February 1, 2010 at 9:22 am
The following is our T-SQL function that is being called for all VarChar,Char,NChar and NVarChar fields in our SELECT statement in a stored proc. There is a lot of fields selected over a lot of rows on a lot of tables which all use the FOR XML statement. The users are cutting and pasting duff chars into fields.
We cannot stop this at source, hence the conversion Function.
Does anyone have any thoughts or advice on speeding up / making more efficient this Function.
Any input appreciated.
ALTER FUNCTION dbo.fn_RemoveInvalidCharacters(@Temp NVarChar(max))
RETURNS NVarChar(max)
AS
BEGIN
DECLARE @regex VarChar(100)
SET @regex = '%[^a-zA-Z0-9 !"#%&,/:;<=>@_`{}~%\$\(\)\*\+\.\?\[\^\|\u0009\u000A\u000D\u20AC\u005D-]%'
-- Remove any character in the input parameter if it is ASCII code
-- that is not compatible with XML i.e. a non-displable char
WHILE PatIndex(@regex, @Temp) > 0
SET @Temp = Stuff(@Temp, PatIndex(@regex, @Temp), 1, '')
RETURN @Temp
END
February 1, 2010 at 9:28 am
You could always do this on the application side after the user input and prior to the db call.

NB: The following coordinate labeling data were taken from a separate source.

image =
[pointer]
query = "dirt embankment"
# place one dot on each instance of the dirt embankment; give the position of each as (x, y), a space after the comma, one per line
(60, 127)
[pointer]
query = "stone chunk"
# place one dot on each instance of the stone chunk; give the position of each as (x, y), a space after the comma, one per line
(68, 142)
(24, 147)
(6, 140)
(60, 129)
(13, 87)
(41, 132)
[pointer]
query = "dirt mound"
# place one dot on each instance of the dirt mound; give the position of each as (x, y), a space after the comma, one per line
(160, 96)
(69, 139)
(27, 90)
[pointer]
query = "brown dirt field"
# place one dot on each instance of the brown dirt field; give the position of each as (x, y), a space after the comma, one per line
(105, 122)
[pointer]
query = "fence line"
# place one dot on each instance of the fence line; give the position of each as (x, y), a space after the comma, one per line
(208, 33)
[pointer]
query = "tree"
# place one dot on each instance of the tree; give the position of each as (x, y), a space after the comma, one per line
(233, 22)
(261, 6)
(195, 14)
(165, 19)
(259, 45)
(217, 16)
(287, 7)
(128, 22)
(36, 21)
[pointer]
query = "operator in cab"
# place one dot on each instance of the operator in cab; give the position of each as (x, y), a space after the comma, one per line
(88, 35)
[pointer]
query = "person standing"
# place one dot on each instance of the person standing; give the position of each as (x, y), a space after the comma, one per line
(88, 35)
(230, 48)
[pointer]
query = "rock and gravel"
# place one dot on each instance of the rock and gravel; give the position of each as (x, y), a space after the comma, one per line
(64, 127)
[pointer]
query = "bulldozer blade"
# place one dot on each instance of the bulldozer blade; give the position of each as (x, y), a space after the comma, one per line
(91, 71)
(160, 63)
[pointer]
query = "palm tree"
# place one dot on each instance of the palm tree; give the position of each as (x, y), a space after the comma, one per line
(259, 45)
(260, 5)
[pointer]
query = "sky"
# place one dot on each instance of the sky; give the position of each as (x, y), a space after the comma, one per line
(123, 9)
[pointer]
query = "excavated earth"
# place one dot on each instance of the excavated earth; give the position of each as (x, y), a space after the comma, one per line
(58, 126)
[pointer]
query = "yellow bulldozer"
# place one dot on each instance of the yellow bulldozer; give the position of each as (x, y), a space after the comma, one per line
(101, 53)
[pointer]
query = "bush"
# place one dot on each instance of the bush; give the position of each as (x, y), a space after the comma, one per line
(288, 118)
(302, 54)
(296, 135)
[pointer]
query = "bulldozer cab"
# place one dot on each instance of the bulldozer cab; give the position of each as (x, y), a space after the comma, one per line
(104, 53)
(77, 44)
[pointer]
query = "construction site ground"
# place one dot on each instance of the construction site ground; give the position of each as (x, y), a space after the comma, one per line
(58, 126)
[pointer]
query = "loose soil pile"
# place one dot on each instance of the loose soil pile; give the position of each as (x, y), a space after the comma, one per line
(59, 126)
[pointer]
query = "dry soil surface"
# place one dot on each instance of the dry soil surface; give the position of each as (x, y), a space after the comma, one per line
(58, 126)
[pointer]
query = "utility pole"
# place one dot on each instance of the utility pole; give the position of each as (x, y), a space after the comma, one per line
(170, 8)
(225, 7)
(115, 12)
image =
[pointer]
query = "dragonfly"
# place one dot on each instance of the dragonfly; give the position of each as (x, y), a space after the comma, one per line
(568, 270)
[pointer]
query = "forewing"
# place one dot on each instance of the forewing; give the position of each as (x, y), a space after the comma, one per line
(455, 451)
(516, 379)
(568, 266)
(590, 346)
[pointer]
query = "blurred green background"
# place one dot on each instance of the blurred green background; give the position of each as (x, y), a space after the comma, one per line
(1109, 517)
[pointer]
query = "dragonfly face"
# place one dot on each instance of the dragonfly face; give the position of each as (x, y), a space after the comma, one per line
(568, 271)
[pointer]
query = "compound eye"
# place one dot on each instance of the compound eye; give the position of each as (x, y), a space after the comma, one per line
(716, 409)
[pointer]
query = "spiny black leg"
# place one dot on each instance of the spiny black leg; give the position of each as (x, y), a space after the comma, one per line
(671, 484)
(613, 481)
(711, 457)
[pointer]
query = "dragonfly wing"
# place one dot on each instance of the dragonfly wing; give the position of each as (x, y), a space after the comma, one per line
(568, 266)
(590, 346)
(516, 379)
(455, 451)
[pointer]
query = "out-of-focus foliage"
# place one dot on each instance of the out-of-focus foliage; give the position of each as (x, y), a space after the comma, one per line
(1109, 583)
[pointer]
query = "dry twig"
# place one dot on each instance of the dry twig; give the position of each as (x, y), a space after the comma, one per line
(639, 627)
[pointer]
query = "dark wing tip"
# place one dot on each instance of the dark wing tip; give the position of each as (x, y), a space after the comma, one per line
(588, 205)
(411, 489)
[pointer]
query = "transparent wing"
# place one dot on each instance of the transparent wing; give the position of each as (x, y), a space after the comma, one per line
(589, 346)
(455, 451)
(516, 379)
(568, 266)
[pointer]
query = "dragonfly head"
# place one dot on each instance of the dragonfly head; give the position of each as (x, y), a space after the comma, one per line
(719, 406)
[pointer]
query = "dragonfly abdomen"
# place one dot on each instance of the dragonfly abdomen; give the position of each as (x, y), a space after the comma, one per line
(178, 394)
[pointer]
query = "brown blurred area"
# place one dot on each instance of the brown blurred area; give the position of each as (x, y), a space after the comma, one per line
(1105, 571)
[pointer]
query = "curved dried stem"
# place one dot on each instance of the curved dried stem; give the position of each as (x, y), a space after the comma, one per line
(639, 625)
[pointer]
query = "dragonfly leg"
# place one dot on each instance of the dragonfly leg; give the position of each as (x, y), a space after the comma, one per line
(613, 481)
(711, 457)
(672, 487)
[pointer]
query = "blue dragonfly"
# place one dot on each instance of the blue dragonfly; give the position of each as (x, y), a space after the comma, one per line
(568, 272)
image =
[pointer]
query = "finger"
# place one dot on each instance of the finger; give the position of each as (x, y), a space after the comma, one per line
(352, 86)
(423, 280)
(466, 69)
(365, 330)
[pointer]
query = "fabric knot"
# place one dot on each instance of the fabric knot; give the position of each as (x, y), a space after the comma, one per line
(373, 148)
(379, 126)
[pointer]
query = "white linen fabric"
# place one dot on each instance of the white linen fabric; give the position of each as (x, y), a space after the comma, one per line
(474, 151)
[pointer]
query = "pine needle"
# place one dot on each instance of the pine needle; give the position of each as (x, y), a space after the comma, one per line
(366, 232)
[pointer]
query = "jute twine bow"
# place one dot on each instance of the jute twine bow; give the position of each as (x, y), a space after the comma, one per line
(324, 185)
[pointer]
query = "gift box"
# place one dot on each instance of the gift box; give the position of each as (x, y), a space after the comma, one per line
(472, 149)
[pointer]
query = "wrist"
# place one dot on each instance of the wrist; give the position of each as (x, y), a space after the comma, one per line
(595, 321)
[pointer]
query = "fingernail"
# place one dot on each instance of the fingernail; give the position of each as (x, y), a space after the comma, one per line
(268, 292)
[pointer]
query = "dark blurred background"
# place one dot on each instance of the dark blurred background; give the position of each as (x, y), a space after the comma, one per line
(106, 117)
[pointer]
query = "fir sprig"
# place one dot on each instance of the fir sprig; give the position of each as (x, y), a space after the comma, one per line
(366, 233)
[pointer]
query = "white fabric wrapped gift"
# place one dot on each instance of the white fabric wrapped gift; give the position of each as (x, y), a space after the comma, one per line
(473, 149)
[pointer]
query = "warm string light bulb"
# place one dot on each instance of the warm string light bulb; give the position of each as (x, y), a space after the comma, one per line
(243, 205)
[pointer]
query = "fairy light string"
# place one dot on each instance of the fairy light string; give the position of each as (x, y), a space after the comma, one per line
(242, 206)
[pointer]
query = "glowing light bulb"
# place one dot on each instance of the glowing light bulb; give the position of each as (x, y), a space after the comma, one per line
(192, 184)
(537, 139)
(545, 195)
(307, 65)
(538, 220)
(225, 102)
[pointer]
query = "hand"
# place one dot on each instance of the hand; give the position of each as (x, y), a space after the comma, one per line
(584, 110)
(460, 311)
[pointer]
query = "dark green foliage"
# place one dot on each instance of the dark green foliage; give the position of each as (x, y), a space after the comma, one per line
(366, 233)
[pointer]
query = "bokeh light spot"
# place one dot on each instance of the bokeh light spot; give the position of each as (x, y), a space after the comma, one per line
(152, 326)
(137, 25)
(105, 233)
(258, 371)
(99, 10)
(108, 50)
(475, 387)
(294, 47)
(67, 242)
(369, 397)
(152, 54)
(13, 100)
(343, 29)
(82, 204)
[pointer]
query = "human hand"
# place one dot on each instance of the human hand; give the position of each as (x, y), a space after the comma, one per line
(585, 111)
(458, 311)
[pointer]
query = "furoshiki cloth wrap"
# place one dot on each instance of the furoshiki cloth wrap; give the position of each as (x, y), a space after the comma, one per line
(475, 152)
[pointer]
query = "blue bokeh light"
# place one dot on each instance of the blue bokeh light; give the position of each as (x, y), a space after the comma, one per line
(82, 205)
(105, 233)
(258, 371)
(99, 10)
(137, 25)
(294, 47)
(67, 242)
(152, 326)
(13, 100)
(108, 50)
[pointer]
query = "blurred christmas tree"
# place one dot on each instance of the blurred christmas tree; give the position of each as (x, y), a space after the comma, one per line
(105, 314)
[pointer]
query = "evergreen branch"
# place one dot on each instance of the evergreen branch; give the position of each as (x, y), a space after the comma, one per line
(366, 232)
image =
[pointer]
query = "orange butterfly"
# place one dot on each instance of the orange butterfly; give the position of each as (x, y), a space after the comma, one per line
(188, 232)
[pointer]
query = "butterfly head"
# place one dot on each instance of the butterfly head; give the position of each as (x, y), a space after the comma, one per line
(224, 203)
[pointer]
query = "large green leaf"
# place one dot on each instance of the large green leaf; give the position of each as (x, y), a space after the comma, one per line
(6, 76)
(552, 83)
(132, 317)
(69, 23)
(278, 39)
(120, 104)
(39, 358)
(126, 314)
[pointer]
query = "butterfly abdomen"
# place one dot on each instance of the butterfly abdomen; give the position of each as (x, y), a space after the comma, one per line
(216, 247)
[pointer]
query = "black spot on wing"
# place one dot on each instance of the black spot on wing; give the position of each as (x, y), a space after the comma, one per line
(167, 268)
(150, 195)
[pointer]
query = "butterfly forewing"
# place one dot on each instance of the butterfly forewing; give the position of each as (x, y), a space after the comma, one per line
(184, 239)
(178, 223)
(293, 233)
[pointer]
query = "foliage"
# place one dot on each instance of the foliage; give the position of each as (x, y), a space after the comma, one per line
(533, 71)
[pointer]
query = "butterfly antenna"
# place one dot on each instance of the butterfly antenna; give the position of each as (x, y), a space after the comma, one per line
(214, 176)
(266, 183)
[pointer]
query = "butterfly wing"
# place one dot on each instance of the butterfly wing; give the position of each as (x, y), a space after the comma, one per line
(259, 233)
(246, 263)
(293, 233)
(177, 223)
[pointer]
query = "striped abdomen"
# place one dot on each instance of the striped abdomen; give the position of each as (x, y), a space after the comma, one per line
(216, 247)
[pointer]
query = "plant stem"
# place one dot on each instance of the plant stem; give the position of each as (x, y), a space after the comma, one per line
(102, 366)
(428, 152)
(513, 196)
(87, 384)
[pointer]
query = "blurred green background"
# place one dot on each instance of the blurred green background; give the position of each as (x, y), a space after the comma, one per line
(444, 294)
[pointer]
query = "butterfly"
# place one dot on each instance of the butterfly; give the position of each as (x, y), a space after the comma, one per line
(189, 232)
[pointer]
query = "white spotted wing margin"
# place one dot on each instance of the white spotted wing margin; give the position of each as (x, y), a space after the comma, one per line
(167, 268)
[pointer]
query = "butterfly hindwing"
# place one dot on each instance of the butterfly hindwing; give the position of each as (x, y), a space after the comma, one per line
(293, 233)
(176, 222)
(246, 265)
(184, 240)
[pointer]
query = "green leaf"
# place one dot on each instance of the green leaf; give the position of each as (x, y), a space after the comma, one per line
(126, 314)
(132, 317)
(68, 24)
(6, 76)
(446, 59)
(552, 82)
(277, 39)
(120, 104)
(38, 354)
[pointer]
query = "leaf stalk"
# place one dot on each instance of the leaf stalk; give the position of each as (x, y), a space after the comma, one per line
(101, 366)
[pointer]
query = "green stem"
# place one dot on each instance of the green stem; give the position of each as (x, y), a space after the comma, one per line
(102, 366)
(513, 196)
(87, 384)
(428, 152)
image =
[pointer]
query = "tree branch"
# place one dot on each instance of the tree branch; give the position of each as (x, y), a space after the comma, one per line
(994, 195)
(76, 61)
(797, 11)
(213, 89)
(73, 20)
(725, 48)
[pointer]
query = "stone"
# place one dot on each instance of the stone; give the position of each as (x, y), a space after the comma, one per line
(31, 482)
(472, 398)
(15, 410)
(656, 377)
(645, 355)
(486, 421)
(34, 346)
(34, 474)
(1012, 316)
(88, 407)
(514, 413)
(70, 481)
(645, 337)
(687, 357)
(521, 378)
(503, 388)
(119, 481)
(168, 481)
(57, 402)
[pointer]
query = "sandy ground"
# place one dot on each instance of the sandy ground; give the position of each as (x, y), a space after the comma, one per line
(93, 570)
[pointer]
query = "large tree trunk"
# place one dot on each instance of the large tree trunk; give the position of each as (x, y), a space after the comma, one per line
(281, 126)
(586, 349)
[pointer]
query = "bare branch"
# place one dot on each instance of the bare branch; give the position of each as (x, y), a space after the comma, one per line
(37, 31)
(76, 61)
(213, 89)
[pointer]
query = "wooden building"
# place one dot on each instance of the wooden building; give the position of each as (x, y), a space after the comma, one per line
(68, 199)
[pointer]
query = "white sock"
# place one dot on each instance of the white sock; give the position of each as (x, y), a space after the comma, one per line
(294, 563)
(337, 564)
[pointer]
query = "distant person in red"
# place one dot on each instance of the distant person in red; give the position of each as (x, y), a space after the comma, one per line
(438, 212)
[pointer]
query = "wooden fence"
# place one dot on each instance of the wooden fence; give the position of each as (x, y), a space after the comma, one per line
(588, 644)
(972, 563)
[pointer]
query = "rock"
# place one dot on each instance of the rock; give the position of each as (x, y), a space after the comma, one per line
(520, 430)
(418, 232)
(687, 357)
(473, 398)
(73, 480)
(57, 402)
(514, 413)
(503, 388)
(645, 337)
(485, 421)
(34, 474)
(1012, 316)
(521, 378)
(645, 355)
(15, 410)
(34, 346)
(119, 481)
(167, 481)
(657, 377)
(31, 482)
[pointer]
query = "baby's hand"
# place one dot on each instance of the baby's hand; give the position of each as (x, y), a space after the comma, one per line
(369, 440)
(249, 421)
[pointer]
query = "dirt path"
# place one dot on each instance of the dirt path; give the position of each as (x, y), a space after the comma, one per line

February 1, 2010 at 9:32 am
The user data is input using a different application over which I have no jurisdiction. This is the reason we have gone this way. I could do inline code in the Stored Procedure but the SP code would get uber-bloated so that isn't going to happen either.
February 1, 2010 at 9:43 am
mark.veitch (2/1/2010)
The user data is input using a different application over which I have no jurisdiction. This is the reason we have gone this way. I could do inline code in the Stored Procedure but the SP code would get uber-bloated so that isn't going to happen either.
Is this a 3rd party application, or in house? If it's "in house" you may be able to address this issue to the application side and let them know it's causing performance problems. If not, it seems the choices are limited.
Function that you're currently doing. This is nice in that it's all in one place so mainting the code is easy.
or
Snippets of TSQL in each sproc, but as you alluded to, can really get ugly.
February 1, 2010 at 9:49 am
I can't say for sure but I'm fairly certain that even if it's in-house then getting it fixed at source won't be an option. :angry:
There is the possibility that it might even be a mixture of in-house and third party. Looks like the clients may have to accept bad response times even though they are a vast improvement on what the previously had.
February 1, 2010 at 9:49 am
mark i believe you can also change the function to return a table value function, and use CROSS APPLY to apply it against your data for a big performance gain.
Lynn Pettis gave a great example of it in this thread a little while ago:
http://www.sqlservercentral.com/Forums/Topic842953-360-1.aspx?Highlight=fnGICSPFParseNumericForCobol
He(Lynn) took the inline function, changed it to a table value, and the original poster saw a huge performance gain:
Lowell
February 1, 2010 at 9:54 am
If you do not have access to the application code, you could look at using a trigger to clean the data as it was being saved.
February 1, 2010 at 9:59 am
Thank you very much Lowell. Just had a quick scan and although this is new to me I'm thinking it might be a possibility. About to sign off so I'll look more indepth tomorrow.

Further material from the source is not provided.